- Jun 20, 2026
Staff Reporter | PNN:
In September 2025, the total amount of Letters of Credit (LCs) opened in Bangladesh reached USD 6.3 billion, marking a 17.29% increase compared to August, according to the Bangladesh Bank’s Monthly Economic Indicators Report.
The report stated that importers opened USD 5.38 billion worth of LCs in August 2025. Although the rise in LC openings in September signals a rebound in import activities after eight months, it is still lower than January 2025, when LC openings amounted to USD 6.84 billion.

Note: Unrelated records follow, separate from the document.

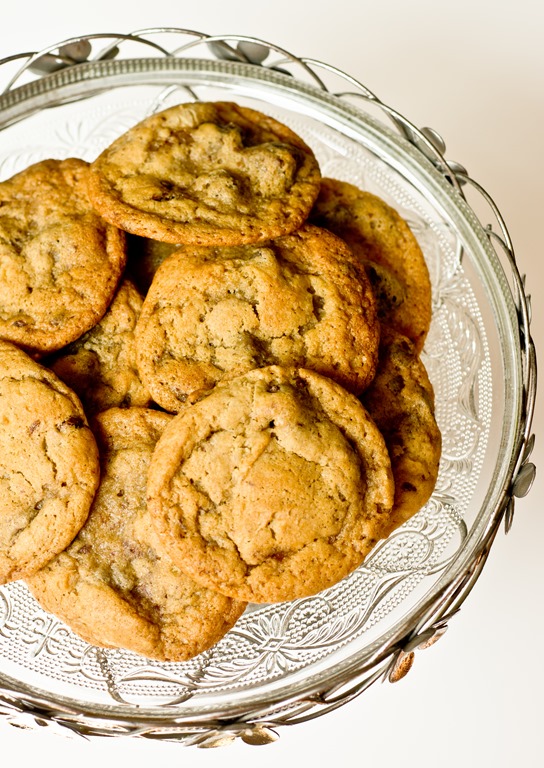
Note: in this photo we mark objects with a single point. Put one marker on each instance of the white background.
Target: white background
(474, 70)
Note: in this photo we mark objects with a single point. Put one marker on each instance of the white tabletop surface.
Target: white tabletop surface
(474, 70)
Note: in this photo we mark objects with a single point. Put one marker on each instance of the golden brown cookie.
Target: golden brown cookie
(101, 365)
(274, 486)
(401, 402)
(385, 244)
(59, 261)
(113, 585)
(211, 173)
(48, 465)
(215, 313)
(144, 257)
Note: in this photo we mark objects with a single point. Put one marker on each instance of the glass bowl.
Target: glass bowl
(288, 662)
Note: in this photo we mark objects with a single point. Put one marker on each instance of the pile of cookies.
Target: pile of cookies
(211, 390)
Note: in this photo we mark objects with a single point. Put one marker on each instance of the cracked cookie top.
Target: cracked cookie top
(401, 402)
(48, 465)
(208, 173)
(216, 313)
(113, 585)
(274, 486)
(384, 243)
(101, 365)
(59, 261)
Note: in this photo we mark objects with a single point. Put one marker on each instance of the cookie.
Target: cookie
(101, 365)
(216, 313)
(59, 261)
(144, 257)
(388, 249)
(49, 468)
(272, 487)
(113, 585)
(401, 402)
(211, 173)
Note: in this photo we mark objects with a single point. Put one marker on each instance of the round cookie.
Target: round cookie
(59, 261)
(401, 402)
(144, 257)
(113, 585)
(206, 173)
(389, 251)
(49, 467)
(272, 487)
(216, 313)
(101, 365)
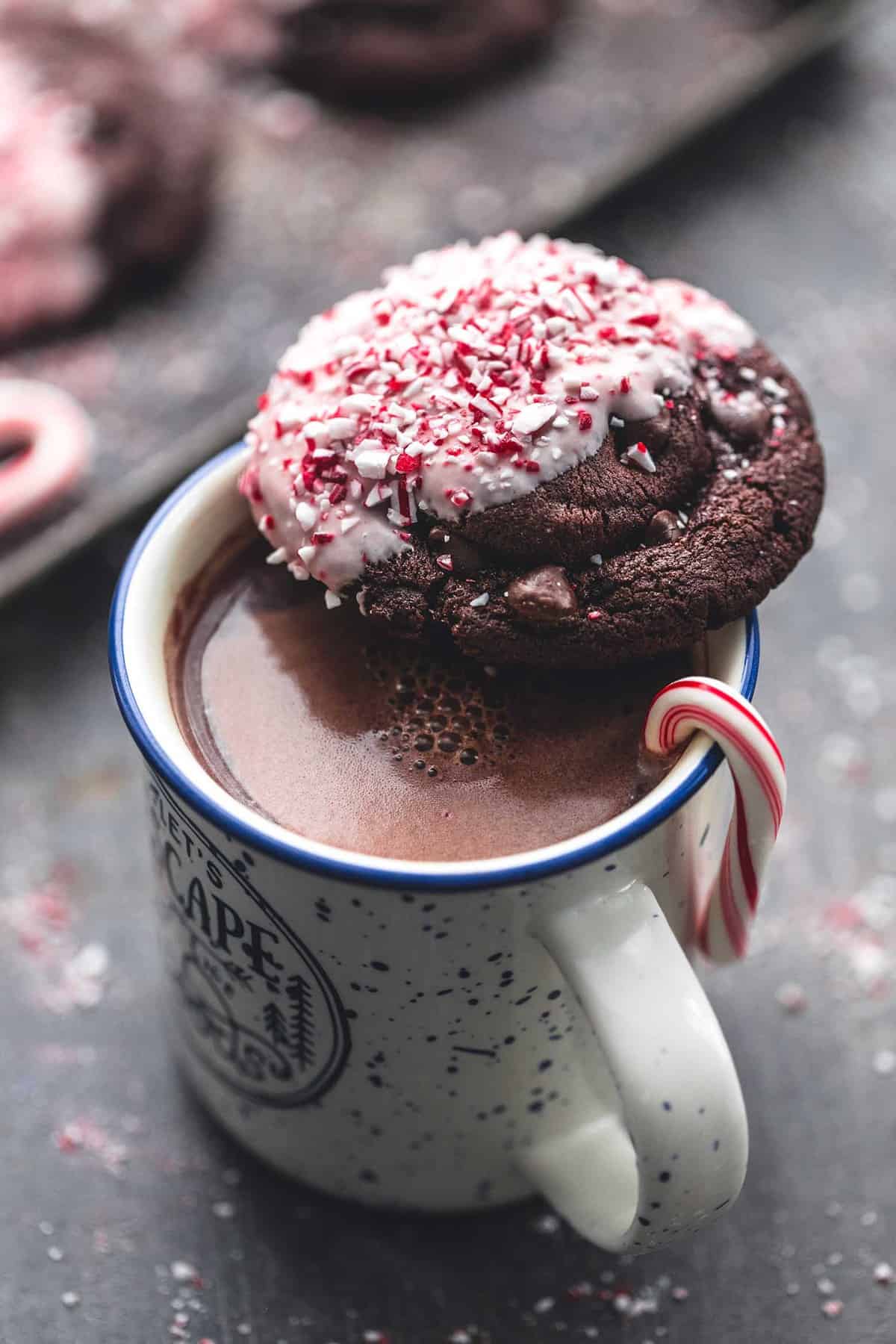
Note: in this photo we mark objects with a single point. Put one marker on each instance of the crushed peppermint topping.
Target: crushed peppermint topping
(467, 381)
(640, 456)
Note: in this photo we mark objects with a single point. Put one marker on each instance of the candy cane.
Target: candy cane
(700, 703)
(58, 440)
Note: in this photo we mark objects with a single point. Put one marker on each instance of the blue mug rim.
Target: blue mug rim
(364, 868)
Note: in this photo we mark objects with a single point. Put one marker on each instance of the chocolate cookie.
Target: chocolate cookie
(532, 450)
(105, 161)
(385, 49)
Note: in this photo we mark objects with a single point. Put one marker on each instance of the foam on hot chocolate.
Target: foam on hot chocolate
(394, 750)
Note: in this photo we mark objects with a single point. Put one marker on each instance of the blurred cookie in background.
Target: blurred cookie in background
(105, 164)
(383, 52)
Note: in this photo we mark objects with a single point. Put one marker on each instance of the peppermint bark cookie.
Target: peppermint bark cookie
(105, 161)
(388, 50)
(534, 452)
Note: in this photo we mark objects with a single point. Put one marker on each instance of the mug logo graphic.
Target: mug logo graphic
(258, 1009)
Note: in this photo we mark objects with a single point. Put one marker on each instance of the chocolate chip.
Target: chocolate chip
(662, 529)
(742, 417)
(543, 596)
(467, 559)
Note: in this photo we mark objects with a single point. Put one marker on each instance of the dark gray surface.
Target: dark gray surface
(791, 215)
(312, 203)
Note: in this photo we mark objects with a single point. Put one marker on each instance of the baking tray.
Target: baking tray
(314, 202)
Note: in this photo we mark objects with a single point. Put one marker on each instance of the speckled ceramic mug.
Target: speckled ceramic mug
(441, 1035)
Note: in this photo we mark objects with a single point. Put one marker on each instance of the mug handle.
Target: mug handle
(677, 1155)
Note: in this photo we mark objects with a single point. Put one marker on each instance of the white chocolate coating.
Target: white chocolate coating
(473, 376)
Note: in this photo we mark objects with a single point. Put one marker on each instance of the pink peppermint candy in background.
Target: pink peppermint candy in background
(700, 703)
(55, 435)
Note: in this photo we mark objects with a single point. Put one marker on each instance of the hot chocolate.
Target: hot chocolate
(324, 725)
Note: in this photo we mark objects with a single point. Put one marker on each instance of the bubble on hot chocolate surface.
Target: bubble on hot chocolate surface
(534, 450)
(447, 712)
(105, 158)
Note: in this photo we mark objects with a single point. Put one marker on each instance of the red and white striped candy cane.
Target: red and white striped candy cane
(57, 435)
(700, 703)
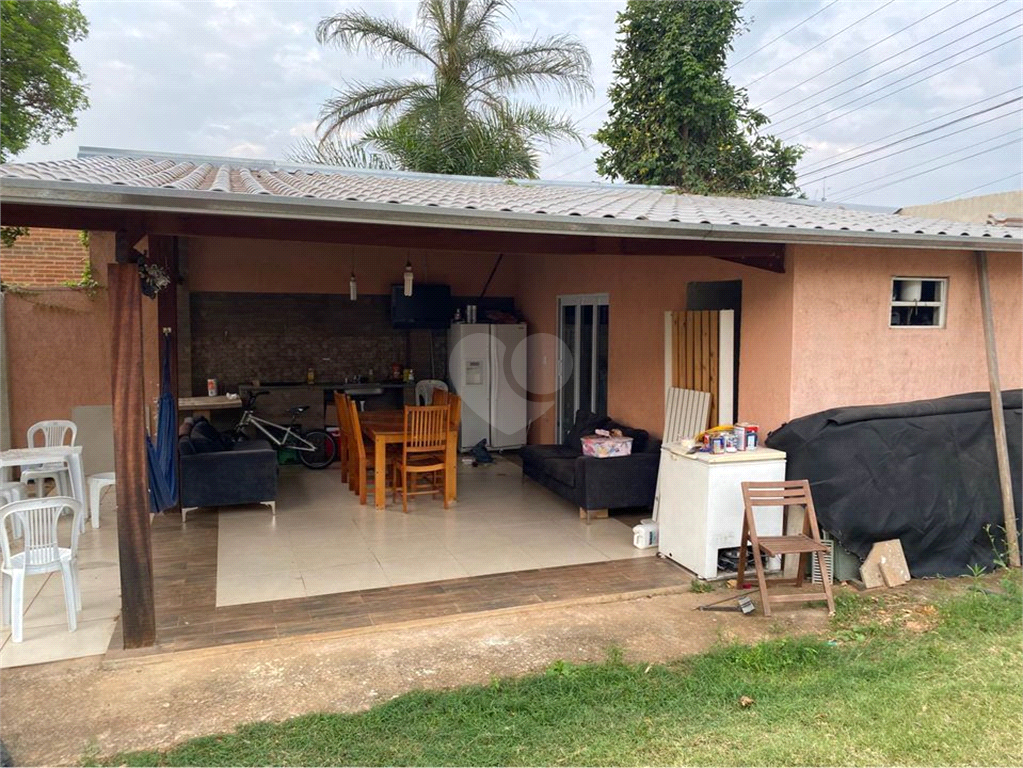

A senior official of Bangladesh Bank said that LC openings were relatively low during August 2025 and September 2024. However, the recent surge primarily came from consumer goods, food items, raw materials, and government fertilizer imports. He further added that to keep the economy fully functional, Bangladesh needs an additional USD 2 billion in monthly imports.
Recently, in a meeting with owners of the country’s top 20 business conglomerates, Bangladesh Bank Governor Ahsan H. Mansur instructed banks to open sufficient LCs to ensure an adequate supply of essential goods before Ramadan. He also assured sufficient foreign currency support to meet business demand.
As part of the central bank’s monetary policy for FY2024–25, the goal for the first half of the fiscal year (July–December) is to keep private sector credit growth below 8% to control inflation. However, lending rates have not been reduced. Bankers noted that although dollar liquidity in the market has improved, imports of capital machinery have declined, and most LCs are now being opened for essential goods.
Political uncertainty continues to discourage new investments, while banks remain cautious in lending. As a result, private sector credit growth fell to 6% in August, continuing a year-long downward trend. In July, the growth rate hit the lowest point in a decade.
On a positive note, remittance inflows and export earnings have increased significantly compared to the previous year. Consequently, banks now hold more foreign currency reserves, enabling them to open more import LCs.